Pulmonary consolidation with fatty changes, areas of ground-glass opacities, unspecific but low attenuation values, septal lines, and centrilobular interstitial thickening have been revealed in high resolution CT scanning. The CT image of ground-glass attenuation is visible. Out of 7 patients with exogenous lipoid pneumonia, a “crazy-paving pattern” (ground-glass attenuation with superimposed septal thickening) was observed on high resolution CT in 5 of them, either in isolation or all around the pulmonary consolidation. In 2 cases cystic and traction bronchiectasis changes consistent with fibrosis were seen.
Magnetic resonance imaging (MRI) has revealed pulmonary consolidation of a high intensity on T1-weighted images consistent with lipid content. Results on lipid sensitive (chemical-shift) MRI include a loss of signal intensity in an area of airspace disease that was considered typical for the presence of lipid.
A conclusive diagnosis can be made by analyzing bronchoalveolar lavage (BAL) fluid or samples obtained via transbronchial biopsy. The BAL fluid may appear normal, milky, or hemorrhagic; further examination may reveal lipid-laden macrophages, a few activated lymphocytes and many eosinophils. One demonstrative study of BAL examination of specimens from 39 patients with exogenous lipoid pneumonia revealed that 14% had a neutrophilic alveolitis, 23% had a lymphocytic alveolitis and 31% had mixed alveolitis (lymphocytic and neutrophilic).

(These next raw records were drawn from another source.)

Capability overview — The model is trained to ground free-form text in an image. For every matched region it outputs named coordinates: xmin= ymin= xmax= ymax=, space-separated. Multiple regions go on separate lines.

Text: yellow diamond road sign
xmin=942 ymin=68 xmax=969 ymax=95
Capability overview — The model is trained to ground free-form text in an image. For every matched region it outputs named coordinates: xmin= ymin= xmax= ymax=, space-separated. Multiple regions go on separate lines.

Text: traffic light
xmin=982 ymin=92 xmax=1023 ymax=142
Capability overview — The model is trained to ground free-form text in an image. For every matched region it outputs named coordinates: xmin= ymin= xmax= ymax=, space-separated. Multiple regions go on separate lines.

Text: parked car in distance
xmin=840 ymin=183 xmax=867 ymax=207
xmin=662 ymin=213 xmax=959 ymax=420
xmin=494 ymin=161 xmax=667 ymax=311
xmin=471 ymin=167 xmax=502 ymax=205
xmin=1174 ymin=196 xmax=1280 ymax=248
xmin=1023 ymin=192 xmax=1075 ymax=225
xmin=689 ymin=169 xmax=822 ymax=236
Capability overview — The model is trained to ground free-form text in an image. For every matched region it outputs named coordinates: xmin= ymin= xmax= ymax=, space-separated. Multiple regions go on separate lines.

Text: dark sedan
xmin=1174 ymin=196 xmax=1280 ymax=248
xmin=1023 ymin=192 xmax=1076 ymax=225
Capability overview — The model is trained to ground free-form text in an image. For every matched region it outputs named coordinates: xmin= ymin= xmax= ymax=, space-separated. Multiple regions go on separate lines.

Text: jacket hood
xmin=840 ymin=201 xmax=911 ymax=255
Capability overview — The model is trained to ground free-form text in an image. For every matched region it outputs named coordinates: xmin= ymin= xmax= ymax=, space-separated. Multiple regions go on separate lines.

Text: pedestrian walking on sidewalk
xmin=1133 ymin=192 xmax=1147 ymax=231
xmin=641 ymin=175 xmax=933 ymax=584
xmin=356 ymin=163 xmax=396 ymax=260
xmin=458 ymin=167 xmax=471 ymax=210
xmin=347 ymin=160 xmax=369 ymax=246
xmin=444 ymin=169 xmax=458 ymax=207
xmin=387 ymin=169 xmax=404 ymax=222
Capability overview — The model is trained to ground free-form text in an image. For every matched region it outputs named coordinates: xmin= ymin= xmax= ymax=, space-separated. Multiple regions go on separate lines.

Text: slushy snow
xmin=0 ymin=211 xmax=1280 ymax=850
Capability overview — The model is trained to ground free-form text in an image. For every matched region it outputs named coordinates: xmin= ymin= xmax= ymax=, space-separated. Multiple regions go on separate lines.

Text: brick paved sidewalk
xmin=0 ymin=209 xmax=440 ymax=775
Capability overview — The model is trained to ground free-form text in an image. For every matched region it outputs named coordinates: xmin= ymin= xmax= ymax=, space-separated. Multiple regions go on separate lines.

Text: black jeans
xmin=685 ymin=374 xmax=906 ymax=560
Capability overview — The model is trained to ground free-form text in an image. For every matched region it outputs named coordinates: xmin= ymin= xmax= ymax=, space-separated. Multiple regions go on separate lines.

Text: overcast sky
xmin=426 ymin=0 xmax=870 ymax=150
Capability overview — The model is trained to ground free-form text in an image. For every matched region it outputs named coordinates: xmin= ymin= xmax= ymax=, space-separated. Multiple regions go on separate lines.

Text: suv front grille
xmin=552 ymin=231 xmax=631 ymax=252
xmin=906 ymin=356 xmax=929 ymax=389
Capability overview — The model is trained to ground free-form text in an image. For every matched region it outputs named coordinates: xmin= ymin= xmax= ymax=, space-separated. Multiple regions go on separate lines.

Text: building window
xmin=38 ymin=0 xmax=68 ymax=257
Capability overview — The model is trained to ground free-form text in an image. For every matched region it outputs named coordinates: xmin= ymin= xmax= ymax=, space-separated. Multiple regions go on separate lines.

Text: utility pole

The cytologic manifestation of lipid-laden macrophages in the BAL specimen is consistent with, but not specific for, lipoid pneumonia. Such macrophages can be seen in many other disorders. The lipid-laden macrophage index may be useful for diagnosis. This is a technique for quantification in which the amount of lipids in each cell is graded from 0 to 4 in 100 consecutive alveolar macrophages. The grades are then assessed wherein a score of 100 or greater indicates aspiration lipoid pneumonia. However this index cannot differentiate between endogenous and exogenous forms of lipoid pneumonia in adults.
Subsequent research rendered obsolete the use of the lipid-laden macrophage index as confirmation of aspiration pneumonia in infants since there were many index values greater than 100 in the tracheal aspirate specimens from infants who had not received lipids intravenously as well as from those who had received the infusions.
CT-guided needle biopsy or thoracotomy or Transbronchial biopsy may be required to confirm the diagnosis of lipoid pneumonia and to negate the possibility of primary or metastatic tumors in the lung. Some other serious conditions in the differential diagnosis consist of pulmonary alveolar proteinosis, pulmonary hemosiderosis, eosinophilic pneumonia, bronchial carcinoid, pulmonary hemosiderosis and hamartomas.
Lipid pneumonia is treated with antibiotics, corticosteroids and also with intravenous immunoglobulins.